É indispensável, inafastável em sua grandeza, não cabendo, a partir de óptica invejosa, amesquinhá-lo. Que se tenham em conta os objetivos maiores do Fundo.
Por que Brasília ainda não conseguiu desenvolver uma vocação fora do serviço público ou comércio e serviços, para aos poucos conquistar a autonomia financeira? Como o senhor vê o futuro de Brasília?
Brasília acabou sendo vista como um palco de sucesso, ocorrendo grande migração. De braços abertos recebe pessoas e famílias de todos os estados da Federação. Impossível é exigir estrutura própria a dispensar o Fundo de Assistência. A Administração de Brasília faz o possível na conciliação de receitas e despesas.
Brasília sofre um ataque orçamentário pela falta de compreensão de parte dos políticos a respeito de prerrogativas da cidade como capital do país?
Sim, falta a percepção desapaixonada, a percepção com pureza d'alma.
O 8 de janeiro criou no país um sentimento de que Brasília faz pouco pela segurança dos poderes da República e recebe uma quantia elevada dos cofres públicos federais?
Em 8 de janeiro ocorreu o impensável, à conta de um grupo de baderneiros, não podendo os cidadãos como um todo serem responsabilizados. A segurança investigativa e repressiva- retratada na Polícia Civil, Militar e no Corpo de Bombeiros, é exemplo para os demais Estados da Federação.

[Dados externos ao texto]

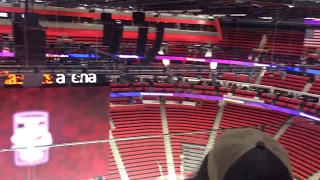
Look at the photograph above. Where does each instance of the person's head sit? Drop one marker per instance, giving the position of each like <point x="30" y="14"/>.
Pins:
<point x="245" y="154"/>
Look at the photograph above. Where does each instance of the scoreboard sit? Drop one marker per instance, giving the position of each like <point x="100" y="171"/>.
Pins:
<point x="17" y="79"/>
<point x="45" y="79"/>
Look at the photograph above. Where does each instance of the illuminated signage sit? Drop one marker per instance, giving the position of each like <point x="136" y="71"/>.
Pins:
<point x="77" y="78"/>
<point x="14" y="79"/>
<point x="196" y="59"/>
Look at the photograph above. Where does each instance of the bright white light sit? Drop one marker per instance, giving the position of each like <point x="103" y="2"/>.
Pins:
<point x="196" y="59"/>
<point x="31" y="129"/>
<point x="233" y="100"/>
<point x="166" y="62"/>
<point x="161" y="52"/>
<point x="208" y="54"/>
<point x="238" y="15"/>
<point x="2" y="14"/>
<point x="310" y="117"/>
<point x="219" y="15"/>
<point x="156" y="94"/>
<point x="266" y="18"/>
<point x="213" y="65"/>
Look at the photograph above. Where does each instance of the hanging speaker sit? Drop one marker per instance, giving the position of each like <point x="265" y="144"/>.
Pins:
<point x="114" y="47"/>
<point x="138" y="17"/>
<point x="142" y="40"/>
<point x="156" y="45"/>
<point x="105" y="17"/>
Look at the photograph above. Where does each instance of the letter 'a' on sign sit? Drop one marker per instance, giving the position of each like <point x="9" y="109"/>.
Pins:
<point x="60" y="79"/>
<point x="92" y="78"/>
<point x="32" y="80"/>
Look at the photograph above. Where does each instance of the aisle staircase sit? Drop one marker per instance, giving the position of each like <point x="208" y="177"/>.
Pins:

Correção de rumo pressupõe sensatez.
Até hoje, 63 anos depois de sua inauguração, Brasília ainda sofre questionamentos por ser a capital. Foi um erro ou acerto instalar a capital no centro do país?
Decididamente foi um acerto. O implemento da transferência, de há muito prevista, pelo Governo Juscelino Kubitscheck, foi um avanço memorável, e olha que sou carioca.
O senhor mora aqui há quatro décadas fez essa escolha por que? Como explica Esse sentimento de pertencimento em relação a Brasília?
Tenho mais tempo de Brasília do que estive na Cidade Maravilhosa. Aqui cheguei, com a mulher Sandra, desembargadora, com as filhas Letícia, Renata e Cristiana, procuradora do Distrito Federal, em 1981, deslocado do Tribunal Regional do Trabalho para o Tribunal Superior do Trabalho. Aqui nasceu Eduardo Affonso- Advogado. Meu domicílio é Brasília, com muita honra, tendo residência, sem ânimo definitivo, portanto, no Rio de Janeiro e, como bom carioca, " praiano ", na Barra da Tijuca. Como julgador divergir muito. Aquiesço: pertenço de corpo e alma a Brasília.
O que diferencia, na Constituição, o Distrito Federal para receber recursos do FCDF?
Aqui está o coração da República.
Há possibilidade de o GDF recorrer à Justiça para preservar o fundo?
Sabença geral: a última trincheira da cidadania é o Judiciário. Que jamais falte à nacionalidade.
"Deixemos entregues ao esquecimento e ao juízo da história os que não compreenderam e não amaram esta obra." O que pensa dessa frase de JK, nesses tempos de ataque à capital cuja missão-síntese é mudar o destino político e econômico do país?
Frase que estamos vivenciando na realidade. A história não perdoa os desavisados. Mais uma vez, parabéns a JK.